Review: The Kendal Mintcake - The Kendal Mintcake's Insignificant Digits

It’s like a teleportation gone wrong. Upward synthesiser cascades make me feels as though I’m hurtling through an inter-dimensional gateway – swirling past my head like gigantic hoops of light – and immediately I’m hauled away from gravity and tangible living. Yet as the electronics pull back and cast me into the void, I remain without destination; cheaply imitative cellos and pianos clump together and tilt arbitrarily, skewing my sense of orientation and shifting every time I feel close to recalibrating. It’s uneasy, homesick; growing from a few strands to a whole tangle of tones that creep in and out of eachother like a worm blanket, held back from chaos through bell tones that metronomically slave-drive the smog into rhythmic mutations. Insignificant Digits immediately illustrates itself as a mysterious somewhere else – a hidden glitch in the space-time membrane, trapped as a nameless nothing between two universes.

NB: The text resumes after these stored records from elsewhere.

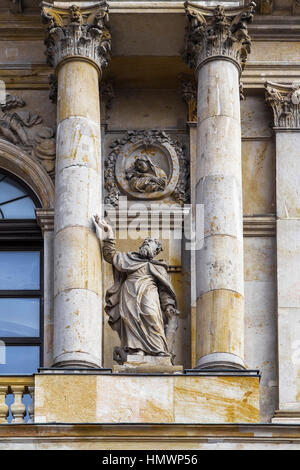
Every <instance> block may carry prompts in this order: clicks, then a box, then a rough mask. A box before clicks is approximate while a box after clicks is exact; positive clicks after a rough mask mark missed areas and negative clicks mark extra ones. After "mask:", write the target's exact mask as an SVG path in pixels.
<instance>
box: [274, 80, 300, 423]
mask: <svg viewBox="0 0 300 470" xmlns="http://www.w3.org/2000/svg"><path fill="white" fill-rule="evenodd" d="M266 101H267V103H268V104H269V105H270V106H271V107H272V109H273V112H274V131H275V133H276V215H277V221H276V225H277V226H276V229H277V230H276V232H277V233H276V237H277V238H276V241H277V243H276V246H277V305H278V320H277V321H278V379H279V384H278V385H279V410H278V411H277V412H276V414H275V417H274V419H273V422H275V423H280V422H282V423H286V422H293V423H296V422H297V423H300V377H299V370H300V323H299V318H300V191H299V188H300V174H299V148H300V104H299V103H300V87H299V84H298V85H281V84H278V83H271V82H267V83H266Z"/></svg>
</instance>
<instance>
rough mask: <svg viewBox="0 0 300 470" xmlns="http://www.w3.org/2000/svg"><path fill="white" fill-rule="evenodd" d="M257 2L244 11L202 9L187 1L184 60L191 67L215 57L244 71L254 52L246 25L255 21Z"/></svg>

As such, the second half’s introduction of a remedial major key and inevitable repetition is something of a coming home, even if the whole experience remains deeply surreal. “Twenty” feels like driving down an infinite, straight runway – a simple drum loop powers a quivering synth cycle, and the whole thing quickly begins to form into a self-generative onward surge, flecked with colour and psychedelic light patterns. “Three” is the point at which the album comes to point of stillness, although it almost feels too utopian to be entirely trusted. Melody motifs dance around like dragonflies, as a two-chord piano plants tiny ripples in a lake of immaculate blue and breadth; my brain begins to catch up with the disorientation of the past half hour as I drift into an amber sunset, and I return to perceiving the world as distinct shapes and tangible sensory matter.